This project examines the relationship between sentiment in 10-K filings and stock returns around the publication date. I constructed three sentiment dictionaries focused on employees, innovation, and reputation which I measured alongside an existing dictionary of positive and negative words. Using a sample of S&P 500 firms, I extracted and cleaned text from 10-K reports, computed 10 sentiment scores, and analyzed their correlation with stock returns. The report below describes and analyzes my findings.
The data sample is firms in the S&P500 as of December 28th 2022. The list is acquired from a snapshot of Wikipedia.
crsp_returns = pd.read_stata('inputs/crsp_2022_only.dta')
sp500 = (
sp500.merge(crsp_returns,
how='left',
left_on=[ 'Symbol', 'filing_date'],
right_on=[ 'ticker','date'],
validate="m:1")
.rename(columns={'ret':'returns'})
)
These steps left me with the returns for each firm on the date that the 10k was published.

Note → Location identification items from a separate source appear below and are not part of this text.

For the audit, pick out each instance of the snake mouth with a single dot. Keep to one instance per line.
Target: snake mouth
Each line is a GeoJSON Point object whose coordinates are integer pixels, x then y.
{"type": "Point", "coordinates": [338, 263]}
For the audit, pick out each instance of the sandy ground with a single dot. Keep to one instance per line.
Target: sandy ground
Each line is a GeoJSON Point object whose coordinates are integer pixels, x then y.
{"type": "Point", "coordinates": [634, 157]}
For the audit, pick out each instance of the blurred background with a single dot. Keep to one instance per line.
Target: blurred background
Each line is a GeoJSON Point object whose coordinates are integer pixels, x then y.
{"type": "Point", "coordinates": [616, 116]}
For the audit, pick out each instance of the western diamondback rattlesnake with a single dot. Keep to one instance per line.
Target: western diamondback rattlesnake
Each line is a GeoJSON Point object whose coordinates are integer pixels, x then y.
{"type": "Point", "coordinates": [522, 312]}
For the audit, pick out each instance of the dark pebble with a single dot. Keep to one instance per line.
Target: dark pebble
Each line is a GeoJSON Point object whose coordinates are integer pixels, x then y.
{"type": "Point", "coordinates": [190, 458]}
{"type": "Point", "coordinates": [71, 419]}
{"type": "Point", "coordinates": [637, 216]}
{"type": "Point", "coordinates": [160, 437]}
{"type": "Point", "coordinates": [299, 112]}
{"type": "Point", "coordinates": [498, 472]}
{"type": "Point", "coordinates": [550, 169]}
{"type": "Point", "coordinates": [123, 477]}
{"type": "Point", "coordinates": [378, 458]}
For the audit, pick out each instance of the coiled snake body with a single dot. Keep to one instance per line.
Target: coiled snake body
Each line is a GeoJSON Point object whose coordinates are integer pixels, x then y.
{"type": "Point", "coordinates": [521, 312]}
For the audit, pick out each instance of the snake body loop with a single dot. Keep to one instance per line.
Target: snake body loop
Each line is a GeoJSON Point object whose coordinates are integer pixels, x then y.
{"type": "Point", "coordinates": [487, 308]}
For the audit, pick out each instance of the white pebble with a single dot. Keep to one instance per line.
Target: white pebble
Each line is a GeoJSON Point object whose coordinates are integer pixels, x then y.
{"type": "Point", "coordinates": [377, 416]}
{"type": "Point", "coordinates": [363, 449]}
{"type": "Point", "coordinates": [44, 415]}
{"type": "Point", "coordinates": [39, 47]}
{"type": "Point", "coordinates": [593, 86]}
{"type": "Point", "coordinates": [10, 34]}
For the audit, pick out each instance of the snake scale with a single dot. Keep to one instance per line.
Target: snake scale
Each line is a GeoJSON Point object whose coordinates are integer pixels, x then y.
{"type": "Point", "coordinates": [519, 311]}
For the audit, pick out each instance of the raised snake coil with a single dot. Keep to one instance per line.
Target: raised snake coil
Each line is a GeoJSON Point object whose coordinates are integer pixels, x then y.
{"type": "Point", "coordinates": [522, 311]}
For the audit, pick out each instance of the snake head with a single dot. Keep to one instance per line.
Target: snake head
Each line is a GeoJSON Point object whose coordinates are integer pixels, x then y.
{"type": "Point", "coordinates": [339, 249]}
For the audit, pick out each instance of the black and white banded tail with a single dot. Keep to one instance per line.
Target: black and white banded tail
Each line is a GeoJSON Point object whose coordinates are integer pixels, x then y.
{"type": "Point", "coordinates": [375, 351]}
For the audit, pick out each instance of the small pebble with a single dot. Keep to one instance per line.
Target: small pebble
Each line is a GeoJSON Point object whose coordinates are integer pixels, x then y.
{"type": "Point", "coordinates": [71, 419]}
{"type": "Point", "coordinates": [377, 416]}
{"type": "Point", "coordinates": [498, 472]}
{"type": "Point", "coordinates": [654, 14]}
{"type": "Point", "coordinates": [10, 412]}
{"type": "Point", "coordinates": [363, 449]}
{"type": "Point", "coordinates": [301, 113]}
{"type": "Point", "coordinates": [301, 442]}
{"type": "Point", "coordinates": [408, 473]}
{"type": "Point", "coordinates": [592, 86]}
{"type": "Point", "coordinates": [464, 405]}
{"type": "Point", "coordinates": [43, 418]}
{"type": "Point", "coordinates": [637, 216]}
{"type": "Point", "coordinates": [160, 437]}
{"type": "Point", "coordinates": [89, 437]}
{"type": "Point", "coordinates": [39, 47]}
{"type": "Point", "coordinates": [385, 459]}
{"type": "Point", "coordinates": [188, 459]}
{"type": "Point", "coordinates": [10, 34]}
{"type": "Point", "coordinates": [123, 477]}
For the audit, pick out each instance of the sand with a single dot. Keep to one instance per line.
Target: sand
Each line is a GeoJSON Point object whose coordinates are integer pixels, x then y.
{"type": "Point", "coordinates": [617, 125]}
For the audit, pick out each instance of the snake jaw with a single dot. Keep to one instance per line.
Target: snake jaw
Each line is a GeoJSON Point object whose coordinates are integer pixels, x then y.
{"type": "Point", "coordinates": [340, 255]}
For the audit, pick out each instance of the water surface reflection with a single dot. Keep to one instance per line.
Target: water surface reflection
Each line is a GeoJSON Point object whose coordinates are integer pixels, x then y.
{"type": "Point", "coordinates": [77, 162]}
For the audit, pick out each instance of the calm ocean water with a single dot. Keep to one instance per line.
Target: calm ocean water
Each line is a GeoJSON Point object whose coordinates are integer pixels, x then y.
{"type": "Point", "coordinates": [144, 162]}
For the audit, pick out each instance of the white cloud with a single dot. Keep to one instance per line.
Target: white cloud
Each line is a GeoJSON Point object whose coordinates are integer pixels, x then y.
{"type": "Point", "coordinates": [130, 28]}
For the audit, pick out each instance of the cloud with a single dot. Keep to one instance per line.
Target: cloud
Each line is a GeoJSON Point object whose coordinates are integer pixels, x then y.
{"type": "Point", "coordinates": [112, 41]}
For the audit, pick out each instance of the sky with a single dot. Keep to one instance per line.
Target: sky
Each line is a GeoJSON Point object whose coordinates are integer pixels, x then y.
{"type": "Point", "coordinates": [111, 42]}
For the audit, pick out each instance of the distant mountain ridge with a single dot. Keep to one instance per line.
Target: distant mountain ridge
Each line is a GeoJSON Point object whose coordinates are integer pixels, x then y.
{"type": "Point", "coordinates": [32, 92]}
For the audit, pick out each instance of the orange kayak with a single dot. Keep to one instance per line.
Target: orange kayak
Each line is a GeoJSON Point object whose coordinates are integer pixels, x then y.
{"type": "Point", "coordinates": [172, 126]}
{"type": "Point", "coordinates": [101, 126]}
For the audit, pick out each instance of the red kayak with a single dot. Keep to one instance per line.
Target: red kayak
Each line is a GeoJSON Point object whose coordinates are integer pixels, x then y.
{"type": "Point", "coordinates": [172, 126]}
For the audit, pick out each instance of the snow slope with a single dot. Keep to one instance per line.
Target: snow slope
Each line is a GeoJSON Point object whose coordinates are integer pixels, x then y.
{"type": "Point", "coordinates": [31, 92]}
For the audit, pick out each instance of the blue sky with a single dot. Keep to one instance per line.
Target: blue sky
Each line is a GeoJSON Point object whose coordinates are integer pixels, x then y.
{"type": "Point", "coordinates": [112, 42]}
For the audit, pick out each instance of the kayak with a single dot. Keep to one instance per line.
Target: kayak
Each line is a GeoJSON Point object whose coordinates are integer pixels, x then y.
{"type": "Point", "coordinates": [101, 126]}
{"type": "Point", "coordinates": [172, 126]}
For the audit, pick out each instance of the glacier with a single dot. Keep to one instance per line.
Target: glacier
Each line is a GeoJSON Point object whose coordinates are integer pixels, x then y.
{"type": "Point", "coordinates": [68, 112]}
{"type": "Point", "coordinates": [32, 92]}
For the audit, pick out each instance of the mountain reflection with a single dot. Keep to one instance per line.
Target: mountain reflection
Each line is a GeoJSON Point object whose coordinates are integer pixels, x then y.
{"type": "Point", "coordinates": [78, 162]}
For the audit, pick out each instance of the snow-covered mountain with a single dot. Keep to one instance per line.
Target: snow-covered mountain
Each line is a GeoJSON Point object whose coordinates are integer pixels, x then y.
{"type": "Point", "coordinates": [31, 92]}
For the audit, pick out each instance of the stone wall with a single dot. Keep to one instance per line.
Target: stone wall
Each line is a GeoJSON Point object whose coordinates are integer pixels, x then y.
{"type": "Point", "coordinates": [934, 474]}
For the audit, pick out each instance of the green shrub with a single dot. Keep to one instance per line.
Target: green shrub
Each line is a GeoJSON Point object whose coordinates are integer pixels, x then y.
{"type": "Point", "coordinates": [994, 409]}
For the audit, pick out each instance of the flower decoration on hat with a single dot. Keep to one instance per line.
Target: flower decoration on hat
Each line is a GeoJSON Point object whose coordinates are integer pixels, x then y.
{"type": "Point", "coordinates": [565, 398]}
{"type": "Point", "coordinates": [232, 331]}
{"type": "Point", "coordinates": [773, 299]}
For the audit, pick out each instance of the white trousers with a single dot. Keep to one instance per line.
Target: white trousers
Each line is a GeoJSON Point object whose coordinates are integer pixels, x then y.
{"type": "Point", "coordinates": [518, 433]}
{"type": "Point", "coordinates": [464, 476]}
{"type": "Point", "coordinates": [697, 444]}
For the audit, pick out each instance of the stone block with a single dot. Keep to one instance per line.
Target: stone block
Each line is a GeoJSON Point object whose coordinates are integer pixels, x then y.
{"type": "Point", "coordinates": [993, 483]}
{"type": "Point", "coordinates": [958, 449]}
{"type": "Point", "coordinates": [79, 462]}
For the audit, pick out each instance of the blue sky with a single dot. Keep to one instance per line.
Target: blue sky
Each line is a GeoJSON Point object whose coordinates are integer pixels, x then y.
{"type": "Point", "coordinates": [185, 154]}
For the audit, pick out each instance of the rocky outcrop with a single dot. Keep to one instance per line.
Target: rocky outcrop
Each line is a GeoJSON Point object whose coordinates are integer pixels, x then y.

with open('inputs/ML_negative_unigram.txt', 'r') as file:
BHR_negative = [line.strip().lower() for line in file]
BHR_negative.sort()
file_path = "inputs/LM_MasterDictionary_1993-2021.csv" # Update with actual path
df = pd.read_csv(file_path)
LM_positive = df[df['Positive'] > 0]['Word'].tolist()
LM_positive = [e.lower() for e in LM_positive] # to be consistent with our BHR input
df.describe() # there are negative numbers in the columns: years the word is removed!
len(LM_positive)
4. To measure firm sentiment, I downloaded their 2022 10K using the `SEC-edgar-downloader` package. I cleaned the HTML using the beautiful soup function. In doing so, I prepared the 10K files to be analyzed for sentiment scores by, for example, eliminating punctuation and making everything lowercase. After cleaning them, I create 10 variables. Four of them measure overall positive and negative sentiment using the BHR and LM dictionaries seperately. The remaining six measure the positive and negative sentiment of employees, innovation, and reputation. For example, the positive sentiment for employees is created by measuring the frequency of LM_positive words near words in my employee dictionary.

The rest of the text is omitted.